# 68 Center Dash AC Vent



## straightedge (Jan 2, 2019)

Hey all!

I'm the parts guy for Straight Edge Auto Restoration in Saint Anthony Idaho. We're working on finishing up a 1968 GTO. It just needs an alignment and some interior stuff and it's done! One thing that's holding us up is the center dash AC components. This car didn't originally have AC, but our customer wanted us to add it. The only thing that's reproduced is the vent itself, but not any of the ducts or the frames and hardware to hold the vent in. We've rounded up pretty much everything from various places, but we can't find the frame that the vent mounts into on the center dash vent. Here's a schematic of it all. We're looking for part 19 in the middle of the picture. If any of you knew where we could find one to purchase that'd be great. Bare minimum we'd use some pictures. I also have experience with Solidworks and 3d modeling and would be willing to draw one up and 3d print it if I had one I could borrow for a week or so. If anyone has anything to this nature, that'd be great! Thanks!


----------



## wzpilot (Apr 3, 2018)

straightedge said:


> Hey all!
> 
> I'm the parts guy for Straight Edge Auto Restoration in Saint Anthony Idaho. We're working on finishing up a 1968 GTO. It just needs an alignment and some interior stuff and it's done! One thing that's holding us up is the center dash AC components. This car didn't originally have AC, but our customer wanted us to add it. The only thing that's reproduced is the vent itself, but not any of the ducts or the frames and hardware to hold the vent in. We've rounded up pretty much everything from various places, but we can't find the frame that the vent mounts into on the center dash vent. Here's a schematic of it all. We're looking for part 19 in the middle of the picture. If any of you knew where we could find one to purchase that'd be great. Bare minimum we'd use some pictures. I also have experience with Solidworks and 3d modeling and would be willing to draw one up and 3d print it if I had one I could borrow for a week or so. If anyone has anything to this nature, that'd be great! Thanks!

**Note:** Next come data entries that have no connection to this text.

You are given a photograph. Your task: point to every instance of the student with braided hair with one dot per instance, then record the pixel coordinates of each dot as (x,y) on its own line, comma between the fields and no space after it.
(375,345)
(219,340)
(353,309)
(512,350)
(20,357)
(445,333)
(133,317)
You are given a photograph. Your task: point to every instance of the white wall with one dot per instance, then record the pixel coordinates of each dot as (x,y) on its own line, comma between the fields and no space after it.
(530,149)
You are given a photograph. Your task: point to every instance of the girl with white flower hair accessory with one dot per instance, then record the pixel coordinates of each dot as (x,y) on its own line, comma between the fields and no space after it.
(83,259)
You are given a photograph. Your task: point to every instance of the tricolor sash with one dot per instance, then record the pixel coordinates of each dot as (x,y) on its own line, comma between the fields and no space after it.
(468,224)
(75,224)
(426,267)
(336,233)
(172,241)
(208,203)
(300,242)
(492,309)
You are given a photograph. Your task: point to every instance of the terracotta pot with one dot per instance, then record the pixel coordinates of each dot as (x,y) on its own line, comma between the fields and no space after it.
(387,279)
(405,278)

Hi there - I am looking for the same part for a 1969 GTO (Part # 9796881). Attached is what it is supposed to look like. I found a couple of used ones that were in really poor shape. Please let me know if you find one of these, and I will do the same. Good luck!

Wick


----------



## straightedge (Jan 2, 2019)

https://www.chicagomusclecarparts.c...el-ac-ctr-69-gto-le-te-center-vent-frame-used

There's no picture, but this seems like it could be it. We've bought many parts from these guys and they're usually pretty good to work with. Maybe just give them a call and see what you can find out?


----------



## BLK69JUDGE (Jun 10, 2010)

its a '68 only part .....


----------



## D-ville 68 GTO (Mar 19, 2017)

*68 GTO Cowling Sensor*

Hello, I have a question. I have a 68 with air also and there is supposed to be some type of sensor on top of the cowling on the right side. I need to get one and I do not know what it is called or where to get one. I have called OPGI and some other Pontiac part places and it seems no one knows what I am talking about, so if anyone knows what it is or if you know where I can get one it would be of great help. Thanks, D-ville 68 GTO


----------



## integrity6987 (May 10, 2017)

D-ville 68 GTO said:


> Hello, I have a question. I have a 68 with air also and there is supposed to be some type of sensor on top of the cowling on the right side. I need to get one and I do not know what it is called or where to get one. I have called OPGI and some other Pontiac part places and it seems no one knows what I am talking about, so if anyone knows what it is or if you know where I can get one it would be of great help. Thanks, D-ville 68 GTO


I checked by 1968 wiring booklet. Has a full schematic for A/C. Do not see any sensor. It's a mystery.


----------



## Roshea400 (Nov 1, 2020)

integrity6987 said:


> I checked by 1968 wiring booklet. Has a full schematic for A/C. Do not see any sensor. It's a mystery.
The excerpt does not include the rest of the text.